Chad Hurley, one of YouTube's founders and its current CEO (who is, sadly, younger than me), has some pretty big plans for his video portal. Specifically, he's hoping for a future where people spent anywhere from 15 minutes up to 5 hours per day on the site.
So… he's like most website owners, then? I can't name a single webmaster or blogger who doesn't have the same goal. The difference is, Hurley may actually be able to make his happen.
His main argument for potential success is that mobile devices are merging with computers and televisions at an alarming rate, and as that convergence continues… the gap between "platforms" like cable TV and YouTube shrinks away. Or, in his own words:
"People think about the world of TV and the world of online video as being different ways to distribute video. But what happens when every TV is connected to wi-fi with a browser? What does that mean for your distribution opportunities? What happens when those worlds collide and it is just one thing? Instead there is just one world, the world of video, and people everywhere are putting ads against everything and there isn't a difference. There won't be a difference in the future."

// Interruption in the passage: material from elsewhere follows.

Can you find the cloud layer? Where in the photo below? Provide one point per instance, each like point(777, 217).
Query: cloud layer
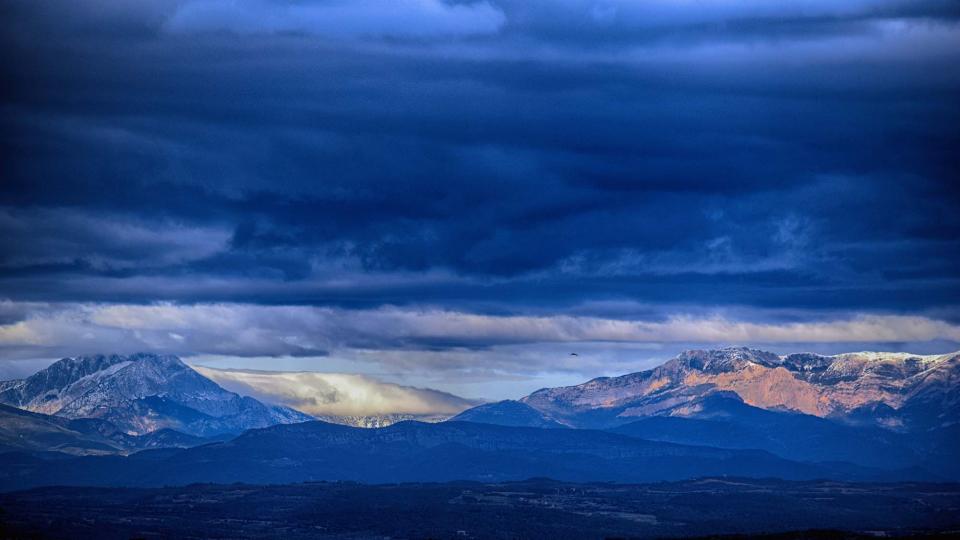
point(337, 394)
point(252, 330)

He's right, of course. And not just because I've been saying similar things in my recent posts regarding the March Madness and Masters online broadcasts. He's right because… well, he's right. TV and the Internet are on a collision course, and the end result will be some strange mash-up of the two. It's probably too late to stop it if we wanted to. Now… whether YouTube can capitalize and become the top destination for content… that's the part that's yet to be proven.
And what's the strategy for taking those current users who consume 10 minutes of content on YouTube per day and turning them into couch potatoes who absorb hours at a time? It's the standard YouTube (Google) way: get better content by helping content creators better monetize their videos. From Disney and NBC down to the average Joe filmmaker, the aim is to solicit the very best quality content by incentivizing the platform for the creative community.
So… maybe there's no real bombshell here. I'm not terribly surprised to see that YouTube wants viewers to watch video in greater volume, and intends to help make that happen by sweetening the ad revenue content producers can put in their own pocket simply by virtue of having used YouTube. What's interesting is not the strategy… but the transparency of it, along with the fact that it's coming from the CEO.
If I were Comcast or a cable network or DishTV… I'd be quaking in my boots, if only from the inevitability of it all. Content viewing isn't going online because Chad Hurley wants it to… it's going online because the public wants it to. The Internet is a freeing medium, giving viewers more control over content and viewing schedules. If Hurley can find a way to get all my favorite shows on YouTube, I'll be happy to cut the cord and send him a signed copy of my cable cancellation notice. I'm sure I wouldn't be the only one.